North Korea is considered to be one of the world’s most restrictive nations. Ruled by a totalitarian dictatorship, the nation has been isolated from the rest of the world and has often been called the hermit kingdom. That’s why the words “social media” do not really seem to have any place in the nation that has mostly been disconnected from the outside world for decades. Until Associated Press reporter Jean H. Lee sent out a tweet sraight from Pyongyang, that is. Lee is probably the first person to have sent a mobile tweet out, straight from the elusive nation.
The tweet was posted on February 25, 2013, and read, “Hello world from comms center in #Pyongyang.” It is probably the very first tweet that ever came out of North Korea.
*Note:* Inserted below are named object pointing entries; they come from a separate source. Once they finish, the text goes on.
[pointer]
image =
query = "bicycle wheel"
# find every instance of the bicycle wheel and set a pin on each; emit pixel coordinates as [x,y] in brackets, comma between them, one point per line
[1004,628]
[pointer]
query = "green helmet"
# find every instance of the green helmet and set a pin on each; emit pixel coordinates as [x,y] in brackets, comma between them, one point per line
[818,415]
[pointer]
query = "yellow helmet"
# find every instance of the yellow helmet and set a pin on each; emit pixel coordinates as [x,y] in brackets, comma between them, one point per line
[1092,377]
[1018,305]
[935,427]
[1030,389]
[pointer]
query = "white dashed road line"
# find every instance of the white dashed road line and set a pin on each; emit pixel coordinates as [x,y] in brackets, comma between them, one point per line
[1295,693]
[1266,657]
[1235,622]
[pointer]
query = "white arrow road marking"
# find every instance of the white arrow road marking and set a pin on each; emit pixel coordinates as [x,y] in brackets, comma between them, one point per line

Lee, the bureau chief of Associated Press for South Korea and North Korea, was able to send it through the country’s new 3G wireless network Koryolink, which was accessible only to foreigners. Koryolink was launched in North Korea just last January. The reporter has also been posting content to her Instagram account through the 3G network.
According to Lee, being able to tweet and post Instagram photos from Pyongyang is a vast improvement from how things were run a few years ago. She remembers the first time she visited Pyongyang back in 2008 when her iPhone was confiscated at the airport. Now, visitors to North Korea can bring their mobile phones inside the DMZ and are allowed broadband access through Koryolink. Lee says this may be a step toward being open, albeit a very small one. The country clearly has a long way to go.
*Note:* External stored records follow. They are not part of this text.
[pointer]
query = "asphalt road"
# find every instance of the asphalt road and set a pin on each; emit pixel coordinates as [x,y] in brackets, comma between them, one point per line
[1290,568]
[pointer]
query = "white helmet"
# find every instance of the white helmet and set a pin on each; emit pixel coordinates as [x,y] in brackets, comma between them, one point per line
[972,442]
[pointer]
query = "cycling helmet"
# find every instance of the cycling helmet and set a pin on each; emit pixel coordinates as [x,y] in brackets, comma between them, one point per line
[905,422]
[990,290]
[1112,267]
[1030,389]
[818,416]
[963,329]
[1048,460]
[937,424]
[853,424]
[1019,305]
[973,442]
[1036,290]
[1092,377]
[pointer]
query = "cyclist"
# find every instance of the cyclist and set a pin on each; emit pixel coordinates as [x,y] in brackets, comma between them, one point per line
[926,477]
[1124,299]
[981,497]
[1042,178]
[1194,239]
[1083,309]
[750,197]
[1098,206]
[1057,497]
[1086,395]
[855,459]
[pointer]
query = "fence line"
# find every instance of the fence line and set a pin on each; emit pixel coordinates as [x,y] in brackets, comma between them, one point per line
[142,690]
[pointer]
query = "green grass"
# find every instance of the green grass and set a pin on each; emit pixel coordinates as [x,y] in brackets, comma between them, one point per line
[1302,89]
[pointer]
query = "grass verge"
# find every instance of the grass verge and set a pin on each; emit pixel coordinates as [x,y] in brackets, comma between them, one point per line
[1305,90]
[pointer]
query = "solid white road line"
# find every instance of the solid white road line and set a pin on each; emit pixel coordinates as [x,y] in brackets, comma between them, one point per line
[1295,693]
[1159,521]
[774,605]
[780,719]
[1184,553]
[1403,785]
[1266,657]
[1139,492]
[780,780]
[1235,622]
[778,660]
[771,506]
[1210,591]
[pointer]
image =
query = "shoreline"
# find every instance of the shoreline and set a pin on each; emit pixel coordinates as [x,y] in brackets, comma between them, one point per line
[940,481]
North Korea is behind other countries when it comes to going digital. Only an estimated 1 million cell phones can be found in the country, which has a population of about 25 million. The residents of North Korea have no access to popular social media websites like Facebook and Twitter. Instead, they are given access, through intranet, to some kind of social media, which is more like an online bulletin board where they can post their ideas and opinions about benign topics like music. All of their online activity is monitored. Their online identity is directly linked to their actual identity, which makes the monitoring easier.
So far, the North Koreans seem satisfied with this setup and there has been no known evidence of people trying to communicate with each other through underground networks, possibly out of fear. The government’s establishment of the 3G network signals its efforts to keep up with the outside world, having lagged behind digital technology for years. It co-owns Koryolink with an Egyptian company.
Lee is not the only one who has posted social media content straight from Pyongyang. Associated Press photographer David Guttenfelder has also posted several photos through his Instagram account. Guttenfelder has 71,000 followers. His photos, such as those showing teenagers on skates and a woman caught in a snowstorm, shows a small sampling of North Korean culture.
on a recent visit to Pyongyang, retired NBA player Dennis Rodman also connected to the outside world using the new 3G network, as encouraged by Lee. He posted in Twitter, “I come in peace. I love the people of North Korea!” Rodman met North Korean leader Kim Jong-un, and the two shared their love for basketball. Many people speculated that the basketball star and his team were the first Americans that Kim Jong-un had met in his lifetime.
Although North Korea imposes a lot of restrictions on its citizens, Lee said they have not censored her reports so far. However, the reporter is aware that all her online activity is being monitored and that everything she does while on the network is being watched.